Lung squamous cell carcinoma (LUSC) is a common type of lung cancer without a clear molecular mechanism. Currently, surgery, radiation, and chemotherapy have made significant advances in lung cancer treatment, especially targeted drug therapy; for example, epidermal growth factor receptor (EGFR) mutation or EML4-ALK fusion-based targeted therapies have improved the survival time of patients with lung adenocarcinoma (LUAD). However, targeted therapy and early-stage diagnosis are still a big clinical challenge in LUSC patients [11]. Although FGFR1 amplification and DDR2 mutation have been nominated as “druggable” targets in LUSC patients, the clinical efficacies of the corresponding drugs are still under clinical trials [12, 13]. Considering that abnormal ubiquitination will lead to the occurrence of a variety of tumors and the widespread clinical applications of anti-tumor drugs for the ubiquitin-proteasome pathway in recent years, the study of quantitative ubiquitinomics in LUSC tissues may provide the direction for the development of biomarkers and new targeted drugs.

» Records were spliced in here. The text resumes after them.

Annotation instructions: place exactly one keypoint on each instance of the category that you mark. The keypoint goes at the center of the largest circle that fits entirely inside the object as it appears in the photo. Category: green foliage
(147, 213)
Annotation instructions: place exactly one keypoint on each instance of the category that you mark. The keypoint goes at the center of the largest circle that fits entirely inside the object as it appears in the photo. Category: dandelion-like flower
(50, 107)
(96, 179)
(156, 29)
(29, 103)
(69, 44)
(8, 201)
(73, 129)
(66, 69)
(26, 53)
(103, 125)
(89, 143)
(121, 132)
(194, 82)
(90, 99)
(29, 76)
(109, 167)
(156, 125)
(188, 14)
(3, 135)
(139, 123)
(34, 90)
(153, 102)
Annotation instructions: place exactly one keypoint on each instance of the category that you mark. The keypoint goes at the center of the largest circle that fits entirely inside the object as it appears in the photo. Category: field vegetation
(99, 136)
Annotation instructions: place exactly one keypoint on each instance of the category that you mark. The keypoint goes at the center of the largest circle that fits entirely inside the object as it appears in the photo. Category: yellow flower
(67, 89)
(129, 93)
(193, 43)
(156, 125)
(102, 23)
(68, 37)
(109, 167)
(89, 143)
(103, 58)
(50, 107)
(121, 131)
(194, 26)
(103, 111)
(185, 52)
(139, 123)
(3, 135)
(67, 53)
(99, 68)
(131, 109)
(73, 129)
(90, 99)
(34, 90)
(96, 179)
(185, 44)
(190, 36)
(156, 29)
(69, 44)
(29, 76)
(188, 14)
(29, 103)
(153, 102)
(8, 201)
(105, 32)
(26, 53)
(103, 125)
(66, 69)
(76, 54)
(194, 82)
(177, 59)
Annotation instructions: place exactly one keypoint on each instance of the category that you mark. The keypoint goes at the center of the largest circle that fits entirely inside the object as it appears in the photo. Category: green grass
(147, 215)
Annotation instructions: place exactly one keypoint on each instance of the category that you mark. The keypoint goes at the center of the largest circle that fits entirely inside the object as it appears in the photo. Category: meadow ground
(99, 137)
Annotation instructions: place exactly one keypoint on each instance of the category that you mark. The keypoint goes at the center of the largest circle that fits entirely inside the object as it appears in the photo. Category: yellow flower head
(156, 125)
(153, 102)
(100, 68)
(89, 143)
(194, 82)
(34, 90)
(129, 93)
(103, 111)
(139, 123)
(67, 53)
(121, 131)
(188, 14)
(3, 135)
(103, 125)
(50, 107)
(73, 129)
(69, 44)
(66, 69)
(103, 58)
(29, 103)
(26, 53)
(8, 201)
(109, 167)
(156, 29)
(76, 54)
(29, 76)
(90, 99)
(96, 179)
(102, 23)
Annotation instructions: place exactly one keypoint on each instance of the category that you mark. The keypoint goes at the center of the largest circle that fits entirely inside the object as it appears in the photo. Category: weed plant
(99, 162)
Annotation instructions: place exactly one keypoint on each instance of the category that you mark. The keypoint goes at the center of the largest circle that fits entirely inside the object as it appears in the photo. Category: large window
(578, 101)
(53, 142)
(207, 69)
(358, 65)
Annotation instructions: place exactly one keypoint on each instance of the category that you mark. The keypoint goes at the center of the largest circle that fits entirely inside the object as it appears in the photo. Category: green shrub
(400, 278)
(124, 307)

High-resolution liquid chromatography in combination with tandem mass spectrometry (LC-MS/MS) has been used as a power tool for large-scale identification of various PTMs such as ubiquitination, phosphorylation, acetylation, and N-glycosylation [14]. The challenge of the use of LC-MS/MS to identify endogenous ubiquitination sites on a large scale is the fact that ubiquitination is a low abundance event in vivo and the size of the modification itself. The common strategy to identify low-abundance ubiquitinations in a proteome is that the extracted protein sample is firstly digested with trypsin to form tryptic peptide mixture, then the commercially specific anti-K-ε-GG antibodies are used to preferentially enrich ubiquitinated peptides from tryptic peptide mixture before MS/MS analysis in recent years [15]. Anti-ubiquitin antibody (specific anti-K-ε-GG group)-based label-free quantification coupled with LC-MS/MS has been used as an effective method to detect, identify, and quantify ubiquitinated proteins and ubiquitination sites, and more than 10,000 ubiquitination sites have been identified and quantified [16]. For lung cancer, ubiquitinomics is mainly carried out in lung cancer cells [17, 18], while the ubiquitinomics of fresh LUSC tissues is only reported recently in our research group with label-free quantitative proteomics method and bioinformatics analysis to reveal the functions of ubiquitinome in predictive, preventive, and personalized medicine (PPPM) of LUSC [19].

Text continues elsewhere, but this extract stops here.